Oat Flour Pumpkin Bread (GF)
Makes 1 9x5 loaf, serves 10
Ingredients:
2.75 cups oat flour*
1 teaspoon ground nutmeg
1 teaspoon ground cinnamon
1 teaspoon ground allspice
2 teaspoons ground ginger
½ teaspoon salt
¾ teaspoon baking soda
½ teaspoon baking powder
1 cup canned pumpkin puree (not pumpkin pie filling)
¼ cup milk (we used oat milk)
½ cup honey
2 eggs
¼ cup oil (try canola, olive, or avocado)
1 teaspoon vanilla extract
Directions:
- Preheat oven to 375˚.
- Spray a 9x5 loaf pan with pan spray. Line with parchment and spray parchment with pan spray. Set aside.
- In a large mixing bowl, whisk together flour, spices, salt, baking soda, and baking powder. Set aside.
- In a small mixing bowl, whisk together pumpkin, milk, honey, eggs, oil, and vanilla extract.
- Pour wet mixture into dry ingredients and fold ingredients together. Pour batter into prepared pan.

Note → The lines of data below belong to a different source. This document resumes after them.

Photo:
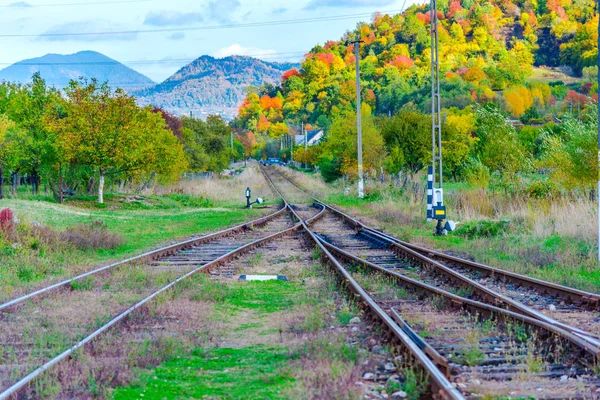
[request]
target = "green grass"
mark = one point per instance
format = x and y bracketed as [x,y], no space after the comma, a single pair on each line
[262,297]
[141,230]
[254,372]
[507,244]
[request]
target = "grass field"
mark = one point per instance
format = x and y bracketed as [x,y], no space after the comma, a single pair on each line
[30,258]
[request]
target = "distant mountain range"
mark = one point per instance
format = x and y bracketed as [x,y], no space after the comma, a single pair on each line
[211,85]
[58,70]
[205,86]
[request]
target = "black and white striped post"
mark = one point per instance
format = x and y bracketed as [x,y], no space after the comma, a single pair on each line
[429,193]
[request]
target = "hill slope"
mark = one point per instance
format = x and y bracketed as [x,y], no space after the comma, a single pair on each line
[488,51]
[212,85]
[58,70]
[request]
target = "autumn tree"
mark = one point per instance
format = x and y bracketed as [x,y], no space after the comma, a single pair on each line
[108,132]
[7,142]
[408,137]
[498,146]
[572,156]
[26,106]
[339,150]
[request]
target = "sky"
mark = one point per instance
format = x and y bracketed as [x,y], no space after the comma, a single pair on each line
[157,37]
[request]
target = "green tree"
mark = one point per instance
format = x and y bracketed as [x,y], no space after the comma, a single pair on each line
[339,150]
[108,132]
[407,135]
[498,146]
[573,156]
[26,106]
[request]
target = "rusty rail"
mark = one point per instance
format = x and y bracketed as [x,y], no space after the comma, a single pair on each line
[487,294]
[151,255]
[18,386]
[588,351]
[441,388]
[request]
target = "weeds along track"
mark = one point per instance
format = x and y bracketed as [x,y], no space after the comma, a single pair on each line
[37,332]
[439,387]
[488,351]
[567,305]
[573,310]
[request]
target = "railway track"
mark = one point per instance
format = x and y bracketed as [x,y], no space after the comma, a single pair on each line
[43,328]
[449,317]
[485,349]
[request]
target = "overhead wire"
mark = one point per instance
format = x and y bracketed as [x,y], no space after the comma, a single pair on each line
[198,28]
[90,3]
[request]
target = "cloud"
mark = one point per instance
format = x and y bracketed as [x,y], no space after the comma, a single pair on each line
[347,3]
[220,10]
[61,33]
[177,36]
[20,4]
[238,49]
[171,18]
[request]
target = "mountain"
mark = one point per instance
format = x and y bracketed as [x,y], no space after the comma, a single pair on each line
[510,52]
[59,69]
[211,85]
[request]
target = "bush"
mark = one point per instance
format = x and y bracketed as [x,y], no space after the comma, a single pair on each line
[94,235]
[475,173]
[541,189]
[6,220]
[477,229]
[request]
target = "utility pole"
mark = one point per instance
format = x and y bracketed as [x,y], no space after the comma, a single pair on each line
[361,184]
[305,145]
[231,139]
[438,209]
[292,139]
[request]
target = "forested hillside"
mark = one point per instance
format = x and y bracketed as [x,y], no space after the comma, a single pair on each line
[519,79]
[211,85]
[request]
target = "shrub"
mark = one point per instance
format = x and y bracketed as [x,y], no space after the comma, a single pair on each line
[542,189]
[6,220]
[94,235]
[488,229]
[476,173]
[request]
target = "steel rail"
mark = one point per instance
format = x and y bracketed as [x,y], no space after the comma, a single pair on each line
[15,388]
[484,291]
[153,254]
[475,306]
[441,388]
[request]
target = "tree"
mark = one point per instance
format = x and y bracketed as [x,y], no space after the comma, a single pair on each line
[207,143]
[26,106]
[339,154]
[110,133]
[498,146]
[457,140]
[6,147]
[573,157]
[407,135]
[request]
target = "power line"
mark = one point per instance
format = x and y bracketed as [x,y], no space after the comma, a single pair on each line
[200,28]
[276,56]
[28,5]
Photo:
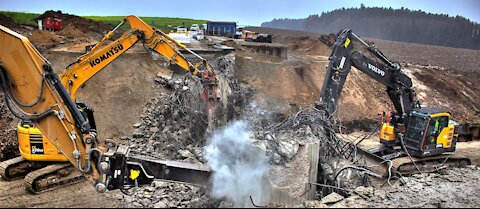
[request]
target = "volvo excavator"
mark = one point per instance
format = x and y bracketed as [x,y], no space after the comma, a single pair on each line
[411,130]
[56,128]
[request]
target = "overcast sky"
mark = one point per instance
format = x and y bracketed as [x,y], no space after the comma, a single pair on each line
[245,12]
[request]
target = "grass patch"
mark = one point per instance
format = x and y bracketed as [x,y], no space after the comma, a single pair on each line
[23,18]
[163,23]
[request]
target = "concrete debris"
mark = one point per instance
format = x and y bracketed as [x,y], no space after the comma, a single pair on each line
[365,192]
[314,204]
[332,198]
[288,149]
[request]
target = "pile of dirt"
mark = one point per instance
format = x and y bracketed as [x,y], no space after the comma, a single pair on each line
[8,135]
[8,22]
[328,40]
[71,31]
[175,126]
[82,24]
[43,39]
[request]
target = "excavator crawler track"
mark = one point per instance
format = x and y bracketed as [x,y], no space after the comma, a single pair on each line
[52,177]
[18,167]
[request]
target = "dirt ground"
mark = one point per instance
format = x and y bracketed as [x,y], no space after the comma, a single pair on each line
[119,92]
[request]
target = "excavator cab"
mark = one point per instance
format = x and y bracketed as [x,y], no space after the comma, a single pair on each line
[429,133]
[34,146]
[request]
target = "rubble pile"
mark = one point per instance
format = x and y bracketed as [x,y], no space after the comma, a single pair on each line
[175,126]
[286,140]
[446,190]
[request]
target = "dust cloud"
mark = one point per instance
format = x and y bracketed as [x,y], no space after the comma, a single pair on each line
[240,167]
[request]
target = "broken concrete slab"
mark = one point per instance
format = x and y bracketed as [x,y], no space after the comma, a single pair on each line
[332,198]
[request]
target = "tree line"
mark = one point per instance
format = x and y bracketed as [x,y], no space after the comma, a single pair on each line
[404,25]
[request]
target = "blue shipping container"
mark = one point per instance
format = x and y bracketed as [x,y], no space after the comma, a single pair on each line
[218,28]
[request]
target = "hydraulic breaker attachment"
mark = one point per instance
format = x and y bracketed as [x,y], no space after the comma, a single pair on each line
[121,168]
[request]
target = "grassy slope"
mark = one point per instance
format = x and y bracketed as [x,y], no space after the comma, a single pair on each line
[163,23]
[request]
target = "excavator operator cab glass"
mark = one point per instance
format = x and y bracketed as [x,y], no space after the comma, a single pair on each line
[435,127]
[417,126]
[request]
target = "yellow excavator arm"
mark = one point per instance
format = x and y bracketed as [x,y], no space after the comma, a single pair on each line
[33,92]
[103,54]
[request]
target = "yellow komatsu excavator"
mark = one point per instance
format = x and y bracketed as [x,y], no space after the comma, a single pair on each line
[56,132]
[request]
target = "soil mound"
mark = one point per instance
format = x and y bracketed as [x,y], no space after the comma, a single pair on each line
[82,24]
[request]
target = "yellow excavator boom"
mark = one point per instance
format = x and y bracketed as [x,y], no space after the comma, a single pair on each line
[103,54]
[33,92]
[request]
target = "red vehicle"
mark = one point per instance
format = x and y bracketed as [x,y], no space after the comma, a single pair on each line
[57,24]
[48,23]
[54,24]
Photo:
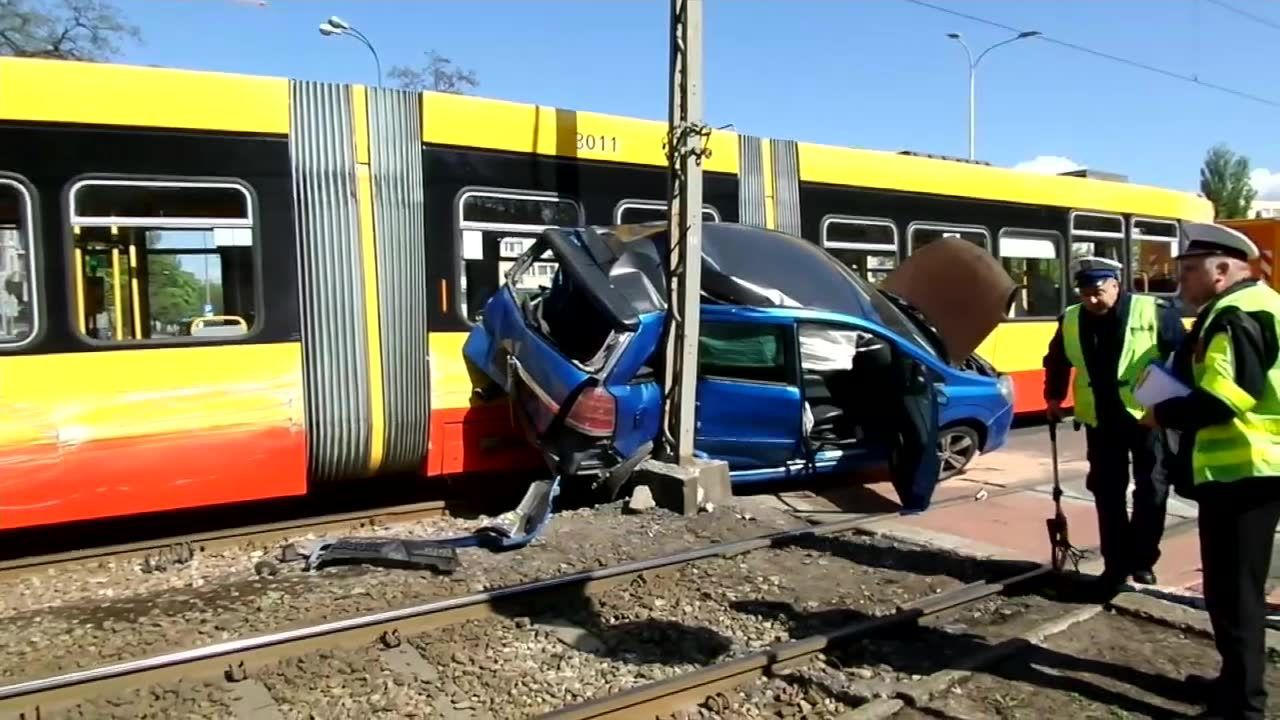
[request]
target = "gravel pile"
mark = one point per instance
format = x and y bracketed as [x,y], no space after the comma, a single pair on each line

- Bake for 40-45 minutes or until pick interested into the middle of the bread comes out clean.
- Allow to cool in pan about 15 minutes, then turn out to a wire rack to cool completely before cutting.
*about 3 cups rolled oats ground into flour either in a food processor or high-power blender.